Os arquivos fazem parte de um pacote de registros tornados públicos pelas autoridades norte-americanas e reúnem extratos bancários, listas de contatos e comunicações ligadas a Epstein. Entre os dados, constam referências a transferências financeiras atribuídas ao empresário e direcionadas à Luciana, com valores que, segundo interpretações que circularam nas redes, poderiam chegar a US$ 12 milhões.
As informações ganharam ainda mais visibilidade após análise da criadora de conteúdo Belyks, que destacou a existência de registros em diferentes períodos, incluindo datas próximas à prisão definitiva de Epstein. No entanto, os documentos não detalham a finalidade das transações nem estabelecem qualquer conclusão sobre a natureza dos valores mencionados.

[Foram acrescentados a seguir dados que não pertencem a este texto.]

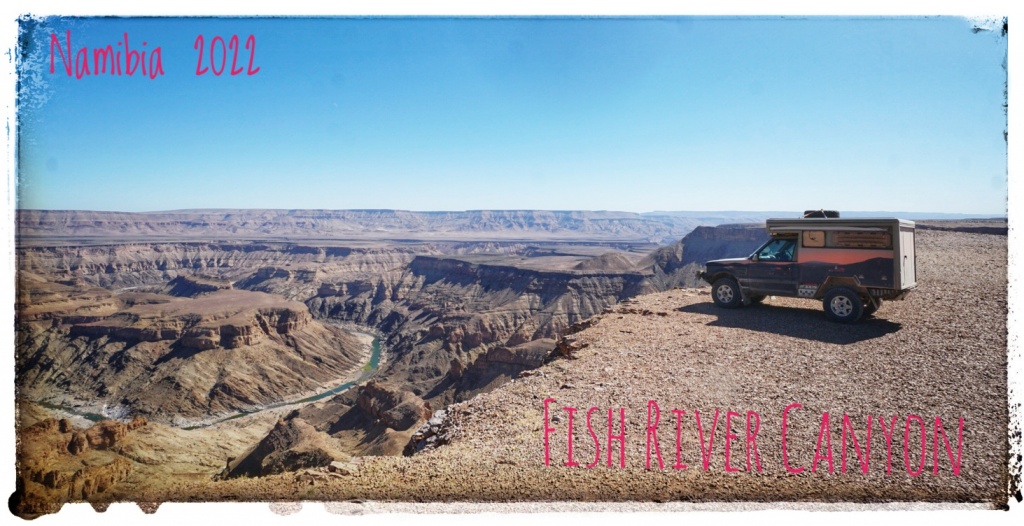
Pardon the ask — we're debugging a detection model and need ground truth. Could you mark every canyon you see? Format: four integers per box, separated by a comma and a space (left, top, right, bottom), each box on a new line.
15, 206, 1006, 516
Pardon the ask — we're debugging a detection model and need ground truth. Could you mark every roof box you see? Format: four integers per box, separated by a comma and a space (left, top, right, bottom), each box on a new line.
804, 210, 839, 219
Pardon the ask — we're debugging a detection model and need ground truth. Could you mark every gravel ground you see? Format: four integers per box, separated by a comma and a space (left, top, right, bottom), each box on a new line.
116, 231, 1009, 506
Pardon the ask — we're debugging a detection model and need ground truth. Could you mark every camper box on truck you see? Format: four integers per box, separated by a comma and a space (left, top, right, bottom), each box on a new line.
697, 214, 918, 322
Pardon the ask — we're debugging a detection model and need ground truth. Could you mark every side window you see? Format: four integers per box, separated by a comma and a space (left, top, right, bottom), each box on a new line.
827, 230, 893, 249
758, 239, 797, 261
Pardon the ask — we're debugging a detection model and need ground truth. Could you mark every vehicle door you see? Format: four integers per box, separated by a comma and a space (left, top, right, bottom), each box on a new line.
748, 237, 798, 296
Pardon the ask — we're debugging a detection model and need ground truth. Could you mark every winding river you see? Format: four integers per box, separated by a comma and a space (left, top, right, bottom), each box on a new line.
36, 333, 381, 430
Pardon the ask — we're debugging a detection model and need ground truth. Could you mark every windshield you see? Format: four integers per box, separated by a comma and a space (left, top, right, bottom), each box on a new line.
755, 239, 797, 261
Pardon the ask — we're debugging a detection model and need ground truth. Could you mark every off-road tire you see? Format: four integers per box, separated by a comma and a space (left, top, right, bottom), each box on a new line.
711, 277, 743, 309
821, 287, 864, 323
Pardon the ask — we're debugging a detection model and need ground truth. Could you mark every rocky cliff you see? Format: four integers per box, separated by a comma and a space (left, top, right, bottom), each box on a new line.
16, 281, 365, 424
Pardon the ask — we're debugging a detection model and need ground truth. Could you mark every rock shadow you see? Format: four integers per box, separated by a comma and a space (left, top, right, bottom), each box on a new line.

Pronunciamento de Luciana Gimenez
Diante da repercussão, Luciana divulgou uma nota oficial negando de forma categórica qualquer relação com Epstein. Segundo a apresentadora, ela nunca conheceu o empresário e jamais manteve contato pessoal, profissional ou financeiro com ele.
Ainda de acordo com o comunicado, ao tomar conhecimento da citação de seu nome nos arquivos, Luciana entrou em contato com o Deutsche Bank Trust Company Americas, instituição onde mantinha conta à época, para entender a origem da vinculação.
Além de Luciana, outros nomes conhecidos também surgem nos documentos, como Mick Jagger, pai de um dos filhos da apresentadora. Os arquivos citam ainda tentativas de contato envolvendo pessoas do círculo de Epstein, mas sem detalhar o teor dessas comunicações ou indicar envolvimento direto em crimes.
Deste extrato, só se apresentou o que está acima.